What does the Central Limit Theorem say? Let \(\overline{X}_N\) be the sample average, and let \(Z_N = \sqrt{N}\left(\frac{\overline{X}_N-\mu}{\sigma}\right)\) be the normalized variable. The Central Limit Theorem is as follows:

Central Limit Theorem

:

The CDF of \(Z_N\) is converging pointwise to the CDF of Gaussian(0,1).

Note that we are very careful here. We are not saying that the PDF of \(Z_N\) is converging to the PDF of a Gaussian, nor are we saying that the random variable \(Z_N\) is converging to a Gaussian random variable. We are only saying that the values of the CDF are converging pointwise. The difference is subtle but important.

To understand the difficulty and the core ideas, we first present the concept of convergence in distribution.

6.4.1Convergence in distribution

Definition 6.8

Let \(Z_1,\ldots,Z_N\) be random variables with CDFs \(F_{Z_1},\ldots,F_{Z_N}\) respectively. We say that a sequence of \(Z_1,\ldots,Z_N\) converges in distribution to a random variable \(Z\) with CDF \(F_Z\) if

$$\lim_{N \rightarrow \infty}F_{Z_N}(z) = F_Z(z),$$

for every continuous point \(z\) of \(F_Z\). We write \(Z_N \overset{d}{\rightarrow} Z\) to denote convergence in distribution.

This definition involves many concepts, which we will discuss one by one. However, the definition can be summarized in a nutshell as follows.

Convergence in distribution = values of the CDF converge.

Example 6.15

(Bernoulli) Consider flipping a fair coin \(N\) times. Denote each coin flip as a Bernoulli random variable \(X_n \sim \text{Bernoulli}(p)\), where \(n = 1,2,\ldots,N\). Define \(Z_N\) as the sum of \(N\) Bernoulli random variables, so that

$$Z_N = \sum_{n=1}^N X_n.$$

We know that the resulting random variable \(Z_N\) is a binomial random variable with mean \(Np\) and variance \(Np(1-p)\). Let us plot the PDF \(f_{Z_N}(z)\) as shown in Figure 6.14.

Figure 6.14
Figure 6.14. Convergence in distribution. The convergence in distribution concerns the convergence of the values of the CDF (not the PDF). In this figure, we let \(Z_N = X_1+\cdots+X_N\), where \(X_N\) is a Bernoulli random variable with parameter \(p\). Since a sum of Bernoulli random variables is a binomial, \(Z_N\) is a binomial random variable with parameters \((N,p)\). We plot the PDF of \(Z_N\), which is a train of delta functions, and compare it with the Gaussian PDF. Observe that the error, \(\max_z |f_{Z_N}(z) - f_Z(z)|\), does not converge to 0. The PDF of \(Z_N\) is a binomial. A binomial is always a binomial. It will not turn into a Gaussian.

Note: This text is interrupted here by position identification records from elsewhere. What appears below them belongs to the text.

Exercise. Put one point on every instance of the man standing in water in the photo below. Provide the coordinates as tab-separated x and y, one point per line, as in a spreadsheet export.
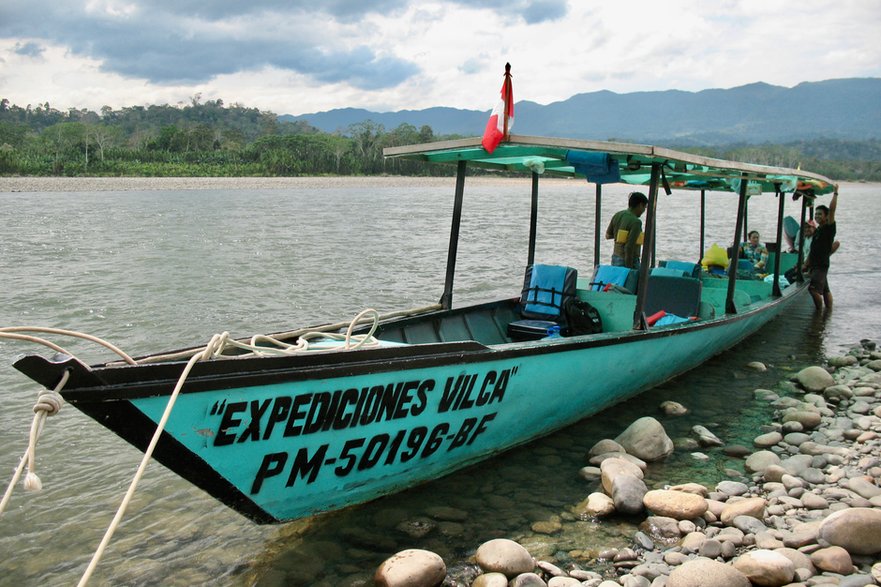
626	229
821	250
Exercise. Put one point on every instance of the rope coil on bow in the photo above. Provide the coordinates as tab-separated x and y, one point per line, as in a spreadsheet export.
49	402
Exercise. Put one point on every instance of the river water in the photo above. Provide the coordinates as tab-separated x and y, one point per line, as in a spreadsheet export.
155	270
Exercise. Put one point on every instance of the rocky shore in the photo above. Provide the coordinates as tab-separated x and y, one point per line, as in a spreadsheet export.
804	511
122	184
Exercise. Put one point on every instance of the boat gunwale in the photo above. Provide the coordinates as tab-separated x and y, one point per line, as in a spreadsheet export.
105	384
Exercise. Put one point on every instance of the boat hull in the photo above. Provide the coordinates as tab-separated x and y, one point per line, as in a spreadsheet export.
280	439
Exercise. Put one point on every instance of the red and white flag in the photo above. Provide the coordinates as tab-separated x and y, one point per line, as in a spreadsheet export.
498	127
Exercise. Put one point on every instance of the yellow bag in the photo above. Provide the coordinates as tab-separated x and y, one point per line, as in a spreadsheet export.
716	256
621	237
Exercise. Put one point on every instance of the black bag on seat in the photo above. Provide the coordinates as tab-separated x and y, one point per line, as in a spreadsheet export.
581	318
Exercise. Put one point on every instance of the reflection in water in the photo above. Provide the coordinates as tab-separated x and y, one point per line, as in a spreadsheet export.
153	270
528	494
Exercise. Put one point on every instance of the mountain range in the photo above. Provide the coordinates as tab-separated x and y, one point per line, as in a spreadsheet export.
846	109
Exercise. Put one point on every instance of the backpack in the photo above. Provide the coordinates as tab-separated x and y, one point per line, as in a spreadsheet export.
581	318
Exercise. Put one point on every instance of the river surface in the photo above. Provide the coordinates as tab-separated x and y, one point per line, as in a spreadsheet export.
157	270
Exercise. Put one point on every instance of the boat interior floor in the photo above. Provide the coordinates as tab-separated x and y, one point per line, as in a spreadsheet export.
488	323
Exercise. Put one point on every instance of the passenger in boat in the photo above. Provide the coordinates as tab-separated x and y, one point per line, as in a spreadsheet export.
755	252
810	228
821	249
626	230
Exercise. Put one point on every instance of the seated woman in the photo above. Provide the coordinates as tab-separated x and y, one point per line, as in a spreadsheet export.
755	252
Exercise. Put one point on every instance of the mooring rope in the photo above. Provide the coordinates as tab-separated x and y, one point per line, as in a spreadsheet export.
50	401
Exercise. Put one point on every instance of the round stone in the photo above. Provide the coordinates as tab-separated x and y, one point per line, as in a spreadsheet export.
857	530
703	572
675	504
765	567
411	568
504	556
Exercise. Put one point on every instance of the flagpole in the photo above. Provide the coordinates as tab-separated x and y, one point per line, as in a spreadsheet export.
508	102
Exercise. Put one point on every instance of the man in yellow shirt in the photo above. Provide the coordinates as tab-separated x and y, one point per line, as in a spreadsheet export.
626	229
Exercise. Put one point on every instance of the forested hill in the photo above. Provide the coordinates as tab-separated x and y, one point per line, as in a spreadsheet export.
846	109
213	139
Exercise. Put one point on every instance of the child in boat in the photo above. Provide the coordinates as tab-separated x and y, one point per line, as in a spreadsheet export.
626	229
755	252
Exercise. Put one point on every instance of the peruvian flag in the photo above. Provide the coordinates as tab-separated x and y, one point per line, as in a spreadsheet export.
498	127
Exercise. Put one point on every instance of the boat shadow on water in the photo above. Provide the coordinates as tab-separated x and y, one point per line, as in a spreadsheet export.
528	494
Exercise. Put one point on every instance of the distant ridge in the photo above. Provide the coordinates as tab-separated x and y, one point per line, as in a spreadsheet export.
755	113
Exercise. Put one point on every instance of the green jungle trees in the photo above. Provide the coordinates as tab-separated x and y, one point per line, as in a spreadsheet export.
212	139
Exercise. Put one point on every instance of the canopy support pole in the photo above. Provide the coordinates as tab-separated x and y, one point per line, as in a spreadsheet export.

The first thing we notice in the figure is that as \(N\) increases, the PDF of the binomial has an envelope that is “very Gaussian”. So one temptation is to say that the random variable \(Z_N\) is converging to another random variable \(Z\). In addition, we would think that the PDFs converge in the sense that for all \(z\),

$$f_{Z_N}(z) = {N \choose z}p^{z}(1-p)^{N-z} \;\; \longrightarrow \;\; f_Z(z) = \frac{1}{\sqrt{2\pi\sigma^2}}\exp\left\{-\frac{(z-\mu)^2}{2\sigma^2}\right\},$$

where \(\mu = Np\) and \(\sigma^2 = Np(1-p)\).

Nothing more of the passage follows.